"Twerk: Where a Yorkshireman goes as employment."
Lancastrians tend to add the "t" to the beginning of words and actually pronounce it whereas in Yorkshire the "t" is usually silent, depending on context, and used as a spacer or almost a pause before saying the body of the following word.
We pronounce work as wurk said quickly and with an extremely short almost silent "r", .
There is a long running soap on ITV over here that has been running since 1972, supposedly set in the heart of the Yorkshire dales and based around the farming community. All the characters are supposedly Yorkshire people however every single "Yorkshire" actor is from bloody Lancashire! Complete with a most definite Lancastrian twang when speaking their lines, which I suppose southern types think the two dialects are the same.
Akin I suppose to Tommy lee Jones trying to emulate Danny De Vito's New York lingo.
As for dialects in general I find them fascinating and love hearing the speaking voices of the locals when visiting their home towns/counties.
People talk of say a "Scouse" or a "Birmingham" accent when in reality the Midlands or Black country, for example, has quite a few dialects each subtlety different and I for one can detect at least three variations of dialect in the Liverpool voice.

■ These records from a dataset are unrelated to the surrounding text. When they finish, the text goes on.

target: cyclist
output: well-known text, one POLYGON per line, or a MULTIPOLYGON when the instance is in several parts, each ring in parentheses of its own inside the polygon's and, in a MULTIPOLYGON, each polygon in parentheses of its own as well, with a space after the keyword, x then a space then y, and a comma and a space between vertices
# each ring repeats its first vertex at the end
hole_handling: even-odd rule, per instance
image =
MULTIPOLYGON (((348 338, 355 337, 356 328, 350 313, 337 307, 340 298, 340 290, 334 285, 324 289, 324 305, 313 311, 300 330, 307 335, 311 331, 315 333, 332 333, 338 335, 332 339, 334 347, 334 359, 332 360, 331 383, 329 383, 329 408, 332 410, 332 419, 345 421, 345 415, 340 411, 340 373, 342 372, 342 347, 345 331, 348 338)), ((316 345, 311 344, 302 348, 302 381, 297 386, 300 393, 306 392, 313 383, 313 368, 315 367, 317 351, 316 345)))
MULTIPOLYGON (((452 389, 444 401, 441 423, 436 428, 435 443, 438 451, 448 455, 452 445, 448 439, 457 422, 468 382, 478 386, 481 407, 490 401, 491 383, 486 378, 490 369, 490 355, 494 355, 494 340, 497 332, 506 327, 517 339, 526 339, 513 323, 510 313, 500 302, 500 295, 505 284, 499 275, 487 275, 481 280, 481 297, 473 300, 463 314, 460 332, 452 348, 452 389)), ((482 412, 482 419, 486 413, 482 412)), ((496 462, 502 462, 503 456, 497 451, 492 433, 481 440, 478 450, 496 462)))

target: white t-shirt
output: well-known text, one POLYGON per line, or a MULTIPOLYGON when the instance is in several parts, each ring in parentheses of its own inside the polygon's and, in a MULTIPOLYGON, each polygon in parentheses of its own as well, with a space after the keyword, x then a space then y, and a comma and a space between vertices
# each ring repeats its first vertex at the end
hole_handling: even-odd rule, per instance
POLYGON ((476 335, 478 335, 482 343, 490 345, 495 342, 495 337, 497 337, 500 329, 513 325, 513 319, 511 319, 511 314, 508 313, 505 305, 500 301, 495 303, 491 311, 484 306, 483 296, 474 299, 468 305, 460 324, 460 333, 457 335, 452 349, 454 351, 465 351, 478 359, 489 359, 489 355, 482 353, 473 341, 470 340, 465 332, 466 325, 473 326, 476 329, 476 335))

In my part of the world the county is split into the four points of the compass, Ie N. Yorks, E. Yorks etc whereas some of us old dinosaurs still refer to the county being split into thirds or "Ridings" as per the old Norse designation (N-E_W no South), my back yard being the West Riding.
The change in the manner of speech is very different in each of these thirds and some of those who live a ten minute drive of my home may as well be speaking Dutch!
My late mother had family who lived around Swaledale in the North Riding and their way of communicating bordered on incomprehensible.
An example being the counting system some older types used when counting sheep, 1 to 10 being...
1 Yan
2 Tan
3 Tether
4 Mether
5 Pip
6 Azer
7 Sezar
8 Akker
9 Conter
10 Dick
All but dead now but music to my ears at least.
All joking aside the south's view of us "OOP north" what ever the hell that's supposed to sound like does get a bit wearing after a time and is largely class based whereas my perception of your country is that how you speak doesn't define an individual in quite the same way as over here, apologies if I'm in error on that count.
A quick example being actors from a certain era who were forced to drop their regional twang if they wanted to work, actors such as Patrick Stewart whose dulcet tones are usually put forward as being the epitome of the upper class English gent when in reality and before the drama school knocked it out of him spoke a broader West Riding dialect than my own.
James Mason being another such from the same Riding and Ian McKellen although Lancashire in his case.
One curious result of all this was when these said actors were put into a regional production of some sort and chosen for the part because of their birthplace couldn't do it to save their lives having had all the dialect knocked out of them by the likes of RADA!
Somehow I cannot imagine the average American actor complying with such a request if desiring of work, not that such a request would made in the first place I would think.